Loss is a numerical metric that describes how wrong a model’s [[predictions]] are.
Loss measures the distance between the model’s predictions and the actual labels. The goal of training a model is to minimize the loss, reducing it to its lowest possible value.
Distance of loss
In [[General/Notion/Math/Statistics]] and [[machine learning]], loss measures the difference between the predicted and actual values.
Loss focuses on the distance between the values, not the direction.
For example, if a model predicts 2, but the actual value is 5, we don’t care that the loss is negative (-3). Instead, we care that the distance between the values is 3. Thus, all methods for calculating loss remove the sign.
The two most common methods to remove the sign are the following:
- Take the absolute value of the difference between the actual value and the prediction.

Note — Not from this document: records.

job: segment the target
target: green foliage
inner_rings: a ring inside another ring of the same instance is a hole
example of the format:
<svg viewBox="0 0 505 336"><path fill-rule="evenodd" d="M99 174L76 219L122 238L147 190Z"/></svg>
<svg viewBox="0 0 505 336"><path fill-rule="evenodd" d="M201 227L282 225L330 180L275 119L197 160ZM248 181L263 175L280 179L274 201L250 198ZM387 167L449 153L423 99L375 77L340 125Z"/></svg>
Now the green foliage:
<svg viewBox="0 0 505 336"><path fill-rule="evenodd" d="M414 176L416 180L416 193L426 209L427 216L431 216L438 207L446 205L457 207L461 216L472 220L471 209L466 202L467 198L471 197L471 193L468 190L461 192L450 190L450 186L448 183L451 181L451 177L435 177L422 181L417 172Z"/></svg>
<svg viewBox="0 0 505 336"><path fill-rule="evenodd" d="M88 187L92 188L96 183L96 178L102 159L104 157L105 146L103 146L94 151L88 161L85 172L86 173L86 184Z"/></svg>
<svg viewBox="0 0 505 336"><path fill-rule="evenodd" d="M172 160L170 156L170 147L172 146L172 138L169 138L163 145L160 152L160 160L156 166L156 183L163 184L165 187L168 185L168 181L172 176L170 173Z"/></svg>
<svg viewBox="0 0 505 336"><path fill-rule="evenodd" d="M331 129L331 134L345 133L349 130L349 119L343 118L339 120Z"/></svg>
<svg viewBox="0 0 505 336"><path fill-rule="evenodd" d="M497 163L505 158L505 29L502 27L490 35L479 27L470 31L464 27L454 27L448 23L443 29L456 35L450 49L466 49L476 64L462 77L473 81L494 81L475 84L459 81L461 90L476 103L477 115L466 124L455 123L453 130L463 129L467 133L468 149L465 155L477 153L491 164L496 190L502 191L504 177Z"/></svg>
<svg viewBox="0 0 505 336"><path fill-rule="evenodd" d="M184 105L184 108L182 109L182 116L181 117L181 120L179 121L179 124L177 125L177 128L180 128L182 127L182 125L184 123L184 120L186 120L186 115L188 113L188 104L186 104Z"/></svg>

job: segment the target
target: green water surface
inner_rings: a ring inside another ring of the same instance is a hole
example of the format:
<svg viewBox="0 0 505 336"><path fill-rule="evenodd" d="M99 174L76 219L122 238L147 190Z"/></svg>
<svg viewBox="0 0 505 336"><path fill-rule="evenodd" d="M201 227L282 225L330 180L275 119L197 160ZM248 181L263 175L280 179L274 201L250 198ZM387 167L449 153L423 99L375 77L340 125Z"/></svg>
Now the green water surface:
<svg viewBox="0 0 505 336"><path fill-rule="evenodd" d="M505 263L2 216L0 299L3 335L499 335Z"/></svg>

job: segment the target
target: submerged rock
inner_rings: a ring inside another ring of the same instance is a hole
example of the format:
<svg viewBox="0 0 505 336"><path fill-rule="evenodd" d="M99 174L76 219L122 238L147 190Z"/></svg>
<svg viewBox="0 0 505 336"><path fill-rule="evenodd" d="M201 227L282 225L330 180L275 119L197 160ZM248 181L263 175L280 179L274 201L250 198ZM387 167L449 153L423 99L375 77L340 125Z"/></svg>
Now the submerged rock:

- Square the difference between the actual value and the prediction.
Types of loss
$L_1$ loss
- The sum of the absolute values of the difference between the predicted values and the actual values.
- $\sum| actual\ value - predicted\ value |$
[[Means Absolute Error]] (MAE)
- The average of $L_1$ losses across a set of examples.
- $\frac{1}{N} \sum | actual\ value - predicted\ value |$
$L_2$ loss
- The sum of the squared difference between the predicted values and the actual values.
- $\sum(actual\ value - predicted\ value)^2$
[[Means Squared Error]] (MSE)
- The average of $L_2$ losses across a set of examples.
- $\frac{1}{N} \sum (actual\ value - predicted\ value)^2$
The functional difference between L1 loss and L2 loss (or between MAE and MSE) is squaring.
When the difference between the prediction and label is large, squaring makes the loss even larger. When the difference is small (less than 1), squaring makes the loss even smaller.
When processing multiple examples at once, we recommend averaging the losses across all the examples, whether using MAE or MSE.
Choosing a loss
When choosing the best loss function, consider how you want the model to treat outliers. For instance, MSE moves the model more toward the outliers, while MAE doesn’t.
L2 loss incurs a much higher penalty for an outlier than L1 loss.
MSE. The model is closer to the outliers but further away from most of the other data points.
MAE. The model is further away from the outliers but closer to most of the other data points.